US most breached country last quarter
The USA has the dubious honor of being the most breached country in Q3 2023 despite a decrease in breach count. This is according to a new global study from VPN maker Surfshark, which showed the US had 8.1M leaked accounts, or one leaked account per second in this period. This, however, is still 84% less compared to the previous quarter. The report also shows that globally, a total of 31.5M accounts were breached in that same period, translating into 4 accounts being leaked every second. Russia was next, followed by France, China, and Mexico. A link to the report is available in the show notes to this episode.
OpenAI blames DDoS attacks for ongoing ChatGPT outages
OpenAI confirmed yesterday, Thursday, that the “periodic outages” affecting its API and ChatGPT services were DDoS related. Users saw error messages in their ChatGPT windows as well as on generative art engine DALL-E on Monday. Anonymous Sudan is claiming responsibility for the outage, stating on its Telegram channel that it used the SkyNet botnet to carry out the attack. Bleeping Computer is quick to point out this claim may be a false flag, with many cybersecurity researchers looking at Russia instead.
Clop exploits SysAid vulnerability
A zero-day vulnerability within the service management software SysAid is being exploited by threat actors to access corporate servers in order to steal data and to deploy Clop ransomware. On November 2, the Threat Intelligence team at Microsoft discovered the issue now tagged as CVE-2023-47246, being exploited in the wild, and alerted SysAid, who has now released a patch, which is available in a software update. All SysAid users are strongly recommended to switch to version 23.3.36 or later. Microsoft has named the threat actor involved as Lace Tempest.
Japan Aviation Electronics targeted in ransomware attack
The ALPHV/BlackCat ransomware group has claimed responsibility for an attack on the Tokyo-based manufacturer of electrical connectors, aerospace electronics, and user interface related devices. This also happened on November 2, and chiefly impacted the company’s email systems. The company states that “no information leakage has been confirmed to date,” however, ALPHV/BlackCat ransomware gang claims to have stolen “roughly 150,000 documents from the company, including blueprints, contracts, confidential messages, and reports,” with screenshots already appearing on its Tor website.

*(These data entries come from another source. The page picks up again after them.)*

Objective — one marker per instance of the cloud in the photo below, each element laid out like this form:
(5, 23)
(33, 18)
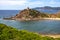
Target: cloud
(12, 2)
(17, 4)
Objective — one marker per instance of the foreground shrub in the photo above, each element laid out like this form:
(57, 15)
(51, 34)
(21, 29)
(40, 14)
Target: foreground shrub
(9, 33)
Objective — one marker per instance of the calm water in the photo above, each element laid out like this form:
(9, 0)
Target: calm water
(41, 26)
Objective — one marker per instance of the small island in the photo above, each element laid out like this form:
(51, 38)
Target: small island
(31, 14)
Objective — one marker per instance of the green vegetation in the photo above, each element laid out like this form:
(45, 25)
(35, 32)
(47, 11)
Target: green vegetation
(9, 33)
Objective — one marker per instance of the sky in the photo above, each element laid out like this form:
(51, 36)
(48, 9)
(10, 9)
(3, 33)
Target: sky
(22, 4)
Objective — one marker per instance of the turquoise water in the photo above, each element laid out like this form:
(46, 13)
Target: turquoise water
(41, 26)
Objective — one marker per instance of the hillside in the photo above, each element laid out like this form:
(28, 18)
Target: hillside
(29, 14)
(9, 33)
(48, 9)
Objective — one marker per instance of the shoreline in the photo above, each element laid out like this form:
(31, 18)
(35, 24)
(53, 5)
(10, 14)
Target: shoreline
(33, 19)
(37, 19)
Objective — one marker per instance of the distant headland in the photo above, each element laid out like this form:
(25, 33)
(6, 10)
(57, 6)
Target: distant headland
(31, 14)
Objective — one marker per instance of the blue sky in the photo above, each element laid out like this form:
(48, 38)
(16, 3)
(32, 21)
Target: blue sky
(21, 4)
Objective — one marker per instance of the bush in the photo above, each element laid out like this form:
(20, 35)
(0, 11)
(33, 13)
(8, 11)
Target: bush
(9, 33)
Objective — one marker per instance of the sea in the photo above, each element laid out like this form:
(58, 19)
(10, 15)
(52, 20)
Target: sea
(40, 26)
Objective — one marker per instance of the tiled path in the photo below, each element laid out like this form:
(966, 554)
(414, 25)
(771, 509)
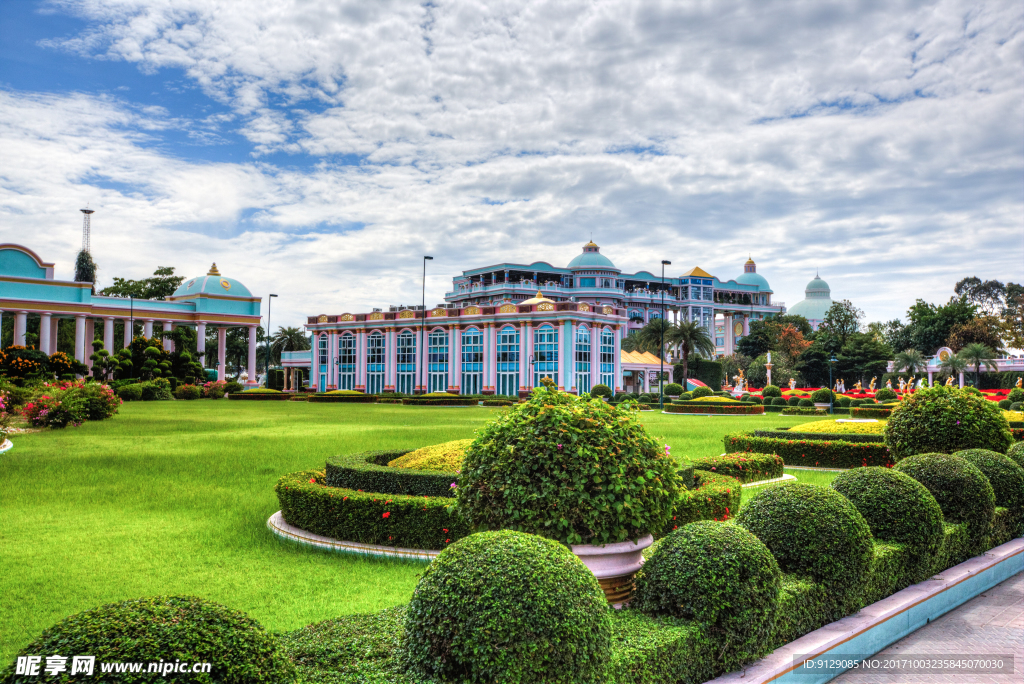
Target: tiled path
(991, 623)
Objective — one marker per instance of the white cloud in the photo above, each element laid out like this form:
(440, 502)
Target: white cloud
(882, 142)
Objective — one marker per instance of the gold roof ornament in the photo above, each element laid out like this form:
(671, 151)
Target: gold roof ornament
(539, 299)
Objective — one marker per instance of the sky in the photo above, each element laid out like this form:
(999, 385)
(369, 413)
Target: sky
(318, 150)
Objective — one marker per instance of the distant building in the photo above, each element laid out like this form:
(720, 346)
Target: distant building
(817, 300)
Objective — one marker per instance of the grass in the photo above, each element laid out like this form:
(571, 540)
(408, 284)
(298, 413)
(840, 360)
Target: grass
(172, 498)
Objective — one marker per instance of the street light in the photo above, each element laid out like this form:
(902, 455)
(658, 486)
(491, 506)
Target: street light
(423, 325)
(660, 379)
(832, 393)
(268, 300)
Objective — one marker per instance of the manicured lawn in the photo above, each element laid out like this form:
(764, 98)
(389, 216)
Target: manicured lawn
(173, 497)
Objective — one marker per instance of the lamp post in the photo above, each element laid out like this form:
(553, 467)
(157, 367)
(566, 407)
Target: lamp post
(660, 377)
(832, 393)
(423, 325)
(268, 300)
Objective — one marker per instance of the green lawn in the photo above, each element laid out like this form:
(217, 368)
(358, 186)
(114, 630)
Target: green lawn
(172, 498)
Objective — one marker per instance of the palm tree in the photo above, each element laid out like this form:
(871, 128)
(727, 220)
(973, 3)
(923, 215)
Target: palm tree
(288, 339)
(977, 354)
(953, 365)
(910, 360)
(690, 337)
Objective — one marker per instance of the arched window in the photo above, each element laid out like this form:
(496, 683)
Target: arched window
(346, 361)
(472, 361)
(375, 362)
(508, 361)
(545, 354)
(607, 370)
(583, 359)
(406, 349)
(437, 360)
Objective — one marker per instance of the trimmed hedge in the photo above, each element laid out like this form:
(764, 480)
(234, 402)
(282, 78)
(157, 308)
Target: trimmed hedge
(723, 578)
(963, 492)
(326, 397)
(507, 606)
(168, 629)
(715, 408)
(814, 531)
(398, 520)
(744, 467)
(812, 453)
(898, 509)
(368, 471)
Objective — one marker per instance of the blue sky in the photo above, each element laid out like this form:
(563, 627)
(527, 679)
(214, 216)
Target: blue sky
(317, 150)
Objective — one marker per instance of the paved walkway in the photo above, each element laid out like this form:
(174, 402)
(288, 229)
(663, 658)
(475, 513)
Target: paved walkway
(989, 624)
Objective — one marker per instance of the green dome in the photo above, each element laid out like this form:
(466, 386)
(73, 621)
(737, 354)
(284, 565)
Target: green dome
(212, 284)
(592, 258)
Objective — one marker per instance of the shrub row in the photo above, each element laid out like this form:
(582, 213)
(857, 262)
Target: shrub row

Thanks to today’s episode sponsor, OffSec
Python developers warned against becoming targets
A cautionary tale from cybersecurity firm Checkmarx, as reported in The Record, “sometimes when malicious hackers meddle with open-source software development, the target isn’t the software — it’s the developers themselves.” The researchers have been tracking malware intended to infect the computers of developers who work in Python and who are looking for tools that will help disguise their code in development. The article looks specifically at a package called BlazeStealer which enables a bot on the Discord messaging service “that gives attackers complete control over the victim’s computer.”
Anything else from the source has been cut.